At Cabanatuan Lieutenant Colonels Lloyd Biggs and Howard Breitung and Lieutenant E. D. Gilbert, attempting to escape during September 1942 were severely beaten about the legs and feet and then taken out of the camp and tied to posts, were stripped and were kept tied up for 2 days. Their hands were tied behind their backs to the posts so that they could not sit down. Passing Filipinos were forced to beat them in the face with clubs. No food or water was given to them. After 2 days of torture they were taken away and, according to the statements of Japanese guards, they were killed, one of them by decapitation. Other Americans were similarly tortured and shot without trial at Cabanatuan in June or July 1942 because they endeavored to bring food into the camp. After being tied to a fence post inside the camp for 2 days they were shot.
At Cabanatuan during the summer of 1942 the following incidents occurred: A Japanese sentry beat a private so brutally with a shovel across the back and the thigh that it was necessary to send him to the hospital. Another American was crippled for months after his ankle was struck by a stone thrown by a Japanese. One Japanese sentry [Page 932] used the shaft of a golf club to beat American prisoners, and two Americans, caught while obtaining food from Filipinos, were beaten unmercifully on the face and body. An officer was struck behind the ear with a riding crop by a Japanese interpreter. The same officer was again beaten at Davao Penal Colony and is now suffering from partial paralysis of the left side as the result of these beatings. Enlisted men who attempted to escape were beaten and put to hard labor in chains.
At the Davao Penal Colony, about April 1, 1943, Sergeant McFee was shot and killed by a Japanese guard after catching a canteen full of water which had been thrown to him by another prisoner on the opposite side of a fence. The Japanese authorities attempted to explain this shooting as an effort to prevent escape. However, the guard shot the sergeant several times and, in addition, shot into the barrack on the opposite side of the fence toward the prisoner who had thrown the canteen. At about the same time and place an officer returning from a work detail tried to bring back some sugarcane for the men in the hospital. For this he was tied to a stake for 24 hours and severely beaten.

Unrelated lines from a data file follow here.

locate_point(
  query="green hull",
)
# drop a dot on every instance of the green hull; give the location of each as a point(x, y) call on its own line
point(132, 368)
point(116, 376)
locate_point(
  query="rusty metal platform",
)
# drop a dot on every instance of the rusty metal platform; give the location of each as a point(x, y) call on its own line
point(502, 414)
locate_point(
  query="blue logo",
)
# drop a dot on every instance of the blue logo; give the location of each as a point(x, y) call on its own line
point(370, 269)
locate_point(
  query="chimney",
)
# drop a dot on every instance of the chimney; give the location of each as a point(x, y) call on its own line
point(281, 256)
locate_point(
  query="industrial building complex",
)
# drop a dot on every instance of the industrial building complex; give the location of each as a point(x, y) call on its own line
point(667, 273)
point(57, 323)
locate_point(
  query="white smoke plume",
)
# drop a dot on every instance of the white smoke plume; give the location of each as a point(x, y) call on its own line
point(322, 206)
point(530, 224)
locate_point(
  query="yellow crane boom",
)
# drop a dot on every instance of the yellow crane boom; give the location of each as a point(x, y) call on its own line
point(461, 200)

In the internment camp at Baguio a boy of 16 was knocked down by a Japanese guard for talking to an internee girl, and an elderly internee was struck with a whip when he failed to rise rapidly from his chair at the approach of a Japanese officer. Mr. R. Gray died at Baguio on March 15, 1942 after being beaten and given the water cure by police authorities.
At Santo Tomas, Mr. Krogstadt died in a military prison after being corporally punished for his attempted escape.
[The texts of telegrams 274 and 275, printed supra, were released to the press on February 11; see Department of State Bulletin, February 12, 1944, page 168. At midnight, January 28, the War and Navy Departments issued a joint press release on Japanese atrocities respecting American and Filipino prisoners of war in the Philippine Islands; see H. Doc. 393,78th Cong., 2d sess., page 1. For statement on Japanese treatment of British prisoners of war and civilian internees made by Anthony Eden, British Secretary of State for Foreign Affairs, on January 28, see Parliamentary Debates, House of Commons, 5th series, volume 396, columns 1029–1033.]